La phrase la plus glaçante de l’entretien est peut-être celle-ci : «Le plus grand problème que j’ai détecté à Maurice, c’est l’absence totale d’intérêt des politiciens.»
Tout est là.
Car l’Afrique entre enfin dans ce que Studwell appelle une «normalisation démographique». Sa densité humaine rejoint celle de l’Asie des années 1960. Cela signifie marchés plus vastes, villes plus grandes, infrastructures moins coûteuses par habitant, économies d’agglomération. C’est une fenêtre historique. Si elle est manquée, elle se transformera en bombe sociale – comme l’Europe du XIXe siècle ou l’Asie du début du XXe.
La recette reste connue : agriculture d’abord – parce qu’elle emploie encore les trois quarts de la population pauvre -, puis industrie manufacturière, seule capable d’élever rapidement les compétences nationales. Les salaires africains sont aujourd’hui deux à dix fois inférieurs à ceux de la Chine. La compétitivité existe déjà. Ce qui manque, ce sont l’électricité fiable, l’eau, la logistique, et surtout la stabilité politique.
Mais le développement n’est pas qu’une affaire d’usines et de rendements. Il est aussi affaire de nation. L’expérience de la Tanzanie sous Julius Nyerere rappelle une vérité oubliée : ce sont les coalitions politiques transethniques, le travail patient de construction nationale qui désamorcent les conflits identitaires – bien plus que la croissance brute. L’Éthiopie, le Rwanda, le Botswana montrent que des bureaucraties peuvent être réformées en une décennie. L’Afrique attend encore ses grands «effets de démonstration».
À ceux qui invoquent désormais le climat pour expliquer l’inaction, Studwell oppose un pragmatisme froid : même avec le réchauffement, les gains potentiels de productivité agricole en Afrique dépassent largement les pertes attendues – sauf dans certaines zones comme le Sahel.
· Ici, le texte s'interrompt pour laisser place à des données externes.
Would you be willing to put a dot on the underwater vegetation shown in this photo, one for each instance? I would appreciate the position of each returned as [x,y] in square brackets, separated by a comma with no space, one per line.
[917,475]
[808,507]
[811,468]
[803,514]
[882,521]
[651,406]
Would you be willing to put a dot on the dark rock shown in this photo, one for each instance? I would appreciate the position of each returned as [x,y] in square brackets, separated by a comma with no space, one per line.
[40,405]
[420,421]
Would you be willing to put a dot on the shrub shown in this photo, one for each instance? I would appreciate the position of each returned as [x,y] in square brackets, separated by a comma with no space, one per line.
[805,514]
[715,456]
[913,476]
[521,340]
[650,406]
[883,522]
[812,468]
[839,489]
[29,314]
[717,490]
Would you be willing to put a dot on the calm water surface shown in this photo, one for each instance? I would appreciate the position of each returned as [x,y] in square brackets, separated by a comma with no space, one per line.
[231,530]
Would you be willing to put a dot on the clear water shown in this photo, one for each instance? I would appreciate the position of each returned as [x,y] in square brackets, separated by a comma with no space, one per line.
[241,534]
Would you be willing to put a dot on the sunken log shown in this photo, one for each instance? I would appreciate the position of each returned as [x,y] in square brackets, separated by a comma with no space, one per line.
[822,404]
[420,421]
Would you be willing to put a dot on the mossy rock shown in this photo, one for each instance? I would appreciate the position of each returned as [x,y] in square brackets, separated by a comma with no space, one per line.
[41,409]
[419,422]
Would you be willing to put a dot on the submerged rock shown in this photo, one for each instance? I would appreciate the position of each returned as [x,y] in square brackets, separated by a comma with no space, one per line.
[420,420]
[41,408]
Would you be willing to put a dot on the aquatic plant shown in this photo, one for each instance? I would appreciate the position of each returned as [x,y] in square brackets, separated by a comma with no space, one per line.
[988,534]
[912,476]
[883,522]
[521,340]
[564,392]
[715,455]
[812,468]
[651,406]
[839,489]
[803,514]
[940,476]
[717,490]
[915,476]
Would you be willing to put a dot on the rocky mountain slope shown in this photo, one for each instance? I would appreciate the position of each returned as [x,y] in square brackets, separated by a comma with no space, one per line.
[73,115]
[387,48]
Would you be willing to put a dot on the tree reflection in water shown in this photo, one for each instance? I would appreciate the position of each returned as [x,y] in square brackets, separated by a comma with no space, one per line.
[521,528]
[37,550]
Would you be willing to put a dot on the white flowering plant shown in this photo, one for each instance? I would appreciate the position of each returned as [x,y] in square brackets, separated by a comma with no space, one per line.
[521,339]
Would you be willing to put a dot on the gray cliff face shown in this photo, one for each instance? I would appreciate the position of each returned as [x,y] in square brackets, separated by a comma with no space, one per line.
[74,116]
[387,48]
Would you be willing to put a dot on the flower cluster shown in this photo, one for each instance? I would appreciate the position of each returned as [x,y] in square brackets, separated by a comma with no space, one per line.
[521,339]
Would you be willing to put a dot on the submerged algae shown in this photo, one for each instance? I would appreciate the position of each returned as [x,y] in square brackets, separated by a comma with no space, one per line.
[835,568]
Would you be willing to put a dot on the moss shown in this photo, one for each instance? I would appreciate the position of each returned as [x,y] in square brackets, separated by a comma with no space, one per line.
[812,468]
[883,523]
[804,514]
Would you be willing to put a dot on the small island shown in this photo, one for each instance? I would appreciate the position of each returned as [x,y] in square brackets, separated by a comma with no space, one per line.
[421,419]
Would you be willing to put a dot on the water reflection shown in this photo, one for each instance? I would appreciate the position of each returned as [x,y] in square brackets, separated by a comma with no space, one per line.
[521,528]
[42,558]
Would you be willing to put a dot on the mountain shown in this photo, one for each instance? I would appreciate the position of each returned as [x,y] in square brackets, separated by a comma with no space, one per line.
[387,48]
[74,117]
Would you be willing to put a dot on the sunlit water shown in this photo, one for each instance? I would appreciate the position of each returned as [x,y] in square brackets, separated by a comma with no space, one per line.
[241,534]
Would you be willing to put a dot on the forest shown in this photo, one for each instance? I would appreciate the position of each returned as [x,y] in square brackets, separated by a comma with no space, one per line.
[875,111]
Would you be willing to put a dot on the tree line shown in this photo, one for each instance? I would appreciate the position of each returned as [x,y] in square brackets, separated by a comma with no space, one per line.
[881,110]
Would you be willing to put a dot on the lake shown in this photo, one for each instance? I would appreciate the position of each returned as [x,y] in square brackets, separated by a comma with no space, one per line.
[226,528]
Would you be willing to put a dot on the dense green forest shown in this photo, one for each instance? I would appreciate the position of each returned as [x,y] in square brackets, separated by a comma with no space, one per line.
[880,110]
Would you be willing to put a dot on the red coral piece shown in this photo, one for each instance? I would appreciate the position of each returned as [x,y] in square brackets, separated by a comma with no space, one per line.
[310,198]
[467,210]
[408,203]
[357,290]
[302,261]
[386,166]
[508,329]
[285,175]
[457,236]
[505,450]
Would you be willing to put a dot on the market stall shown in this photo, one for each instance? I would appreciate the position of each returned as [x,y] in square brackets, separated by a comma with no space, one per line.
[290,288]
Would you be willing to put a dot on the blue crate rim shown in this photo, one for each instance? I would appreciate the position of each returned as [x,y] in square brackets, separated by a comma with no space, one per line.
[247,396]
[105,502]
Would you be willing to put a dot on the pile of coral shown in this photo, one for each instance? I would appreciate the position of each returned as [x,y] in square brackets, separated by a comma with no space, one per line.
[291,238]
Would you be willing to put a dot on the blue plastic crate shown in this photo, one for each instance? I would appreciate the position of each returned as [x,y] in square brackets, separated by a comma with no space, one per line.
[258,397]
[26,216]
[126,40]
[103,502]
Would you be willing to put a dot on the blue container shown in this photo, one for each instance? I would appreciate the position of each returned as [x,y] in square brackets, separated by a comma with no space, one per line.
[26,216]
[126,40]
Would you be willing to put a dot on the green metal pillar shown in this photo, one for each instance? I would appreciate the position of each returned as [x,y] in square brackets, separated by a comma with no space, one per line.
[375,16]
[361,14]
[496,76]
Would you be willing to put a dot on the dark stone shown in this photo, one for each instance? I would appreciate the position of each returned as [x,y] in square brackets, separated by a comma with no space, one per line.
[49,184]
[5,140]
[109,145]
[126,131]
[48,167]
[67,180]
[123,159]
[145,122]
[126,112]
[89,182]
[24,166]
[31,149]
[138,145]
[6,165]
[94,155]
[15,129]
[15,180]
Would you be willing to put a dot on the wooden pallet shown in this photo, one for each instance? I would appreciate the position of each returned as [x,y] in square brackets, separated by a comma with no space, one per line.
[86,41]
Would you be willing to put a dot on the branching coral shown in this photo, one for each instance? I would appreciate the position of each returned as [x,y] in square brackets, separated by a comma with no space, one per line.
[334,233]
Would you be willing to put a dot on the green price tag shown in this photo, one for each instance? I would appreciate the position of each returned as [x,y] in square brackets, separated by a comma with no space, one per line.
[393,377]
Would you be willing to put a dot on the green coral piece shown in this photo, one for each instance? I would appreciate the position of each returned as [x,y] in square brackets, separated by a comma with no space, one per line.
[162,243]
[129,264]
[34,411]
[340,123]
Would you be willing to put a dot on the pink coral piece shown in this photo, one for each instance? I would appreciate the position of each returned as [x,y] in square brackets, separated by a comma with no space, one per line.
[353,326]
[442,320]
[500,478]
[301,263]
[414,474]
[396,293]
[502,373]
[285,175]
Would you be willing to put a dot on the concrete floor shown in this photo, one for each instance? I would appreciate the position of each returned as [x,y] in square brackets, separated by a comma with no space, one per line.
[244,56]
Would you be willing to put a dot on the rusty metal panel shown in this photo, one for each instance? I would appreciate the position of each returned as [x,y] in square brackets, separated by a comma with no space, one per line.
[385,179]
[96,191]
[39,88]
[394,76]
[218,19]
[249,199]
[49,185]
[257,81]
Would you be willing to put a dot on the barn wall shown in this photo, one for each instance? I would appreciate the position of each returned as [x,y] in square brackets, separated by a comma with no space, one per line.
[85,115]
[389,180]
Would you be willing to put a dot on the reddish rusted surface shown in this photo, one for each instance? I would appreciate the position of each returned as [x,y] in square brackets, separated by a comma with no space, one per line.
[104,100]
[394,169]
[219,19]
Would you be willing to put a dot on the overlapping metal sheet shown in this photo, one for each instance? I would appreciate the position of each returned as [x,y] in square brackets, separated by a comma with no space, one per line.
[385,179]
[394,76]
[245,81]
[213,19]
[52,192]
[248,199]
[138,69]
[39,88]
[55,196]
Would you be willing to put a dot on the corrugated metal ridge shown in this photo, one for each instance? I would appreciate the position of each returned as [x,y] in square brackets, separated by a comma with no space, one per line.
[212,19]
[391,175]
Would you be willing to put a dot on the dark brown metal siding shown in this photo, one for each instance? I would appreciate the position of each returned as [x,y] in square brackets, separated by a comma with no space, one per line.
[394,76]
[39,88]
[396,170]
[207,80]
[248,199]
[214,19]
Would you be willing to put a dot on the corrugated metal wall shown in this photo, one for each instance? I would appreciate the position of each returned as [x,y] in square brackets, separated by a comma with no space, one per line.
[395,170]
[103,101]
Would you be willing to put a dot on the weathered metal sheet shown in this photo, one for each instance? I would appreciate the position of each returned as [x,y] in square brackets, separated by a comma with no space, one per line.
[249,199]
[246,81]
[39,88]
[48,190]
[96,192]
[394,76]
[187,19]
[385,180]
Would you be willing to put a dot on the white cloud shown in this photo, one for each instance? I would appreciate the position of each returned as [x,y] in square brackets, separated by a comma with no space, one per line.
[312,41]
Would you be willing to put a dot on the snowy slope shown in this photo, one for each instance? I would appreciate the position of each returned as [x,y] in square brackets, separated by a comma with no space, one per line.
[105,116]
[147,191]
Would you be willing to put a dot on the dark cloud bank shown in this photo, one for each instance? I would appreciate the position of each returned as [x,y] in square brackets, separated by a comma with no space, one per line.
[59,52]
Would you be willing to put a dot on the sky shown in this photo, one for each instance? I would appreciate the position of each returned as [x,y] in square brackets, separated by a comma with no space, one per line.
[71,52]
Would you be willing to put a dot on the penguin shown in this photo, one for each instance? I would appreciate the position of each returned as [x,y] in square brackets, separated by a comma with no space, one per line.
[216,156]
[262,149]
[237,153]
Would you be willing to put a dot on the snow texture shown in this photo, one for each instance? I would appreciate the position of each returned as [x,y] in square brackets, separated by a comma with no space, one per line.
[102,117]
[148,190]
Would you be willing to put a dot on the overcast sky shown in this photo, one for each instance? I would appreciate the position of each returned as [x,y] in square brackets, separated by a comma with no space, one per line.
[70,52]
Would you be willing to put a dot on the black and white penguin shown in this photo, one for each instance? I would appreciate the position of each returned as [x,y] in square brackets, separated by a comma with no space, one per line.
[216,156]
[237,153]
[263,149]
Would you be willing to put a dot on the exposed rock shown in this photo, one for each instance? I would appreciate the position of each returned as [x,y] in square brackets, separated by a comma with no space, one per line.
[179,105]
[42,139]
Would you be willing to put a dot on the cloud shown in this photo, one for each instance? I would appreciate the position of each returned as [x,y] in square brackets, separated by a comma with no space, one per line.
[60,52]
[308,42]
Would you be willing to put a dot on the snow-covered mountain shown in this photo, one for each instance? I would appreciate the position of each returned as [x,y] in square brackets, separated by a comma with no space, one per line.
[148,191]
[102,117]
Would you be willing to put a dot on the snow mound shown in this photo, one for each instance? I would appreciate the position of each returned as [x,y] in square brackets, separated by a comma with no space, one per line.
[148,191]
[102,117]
Le changement climatique complique la tâche ; il ne l’annule pas.
Enfin, l’économiste rejoint l’intuition du j ournaliste p olonais Ryszard Kapuściński : l’Afrique est trop souvent racontée à travers des mythes plutôt que des preuves. On martèle corruption et conflits, sans jamais rappeler que six millions de morts en Afrique depuis 1960 correspondent aux pertes européennes… sur 12 ans de guerres napoléoniennes. Le fatalisme est une paresse intellectuelle.
Pour Maurice, la leçon est brutale. Nous avons prouvé qu’un petit État africain pouvait déjouer les statistiques. Mais nous sommes aujourd’hui à un carrefour. Soit nous acceptons la lente glissade vers une économie de services sous perfusion immobilière et financière. Soit nous renouons avec ce qui a fait notre force : un État actif, discipliné, capable d’identifier une niche technologique – océanique, énergétique, industrielle – et d’y investir politiquement.
Le développement n’est pas une narration PowerPoint. C’est un choix. Et, comme toujours, un rapport de force.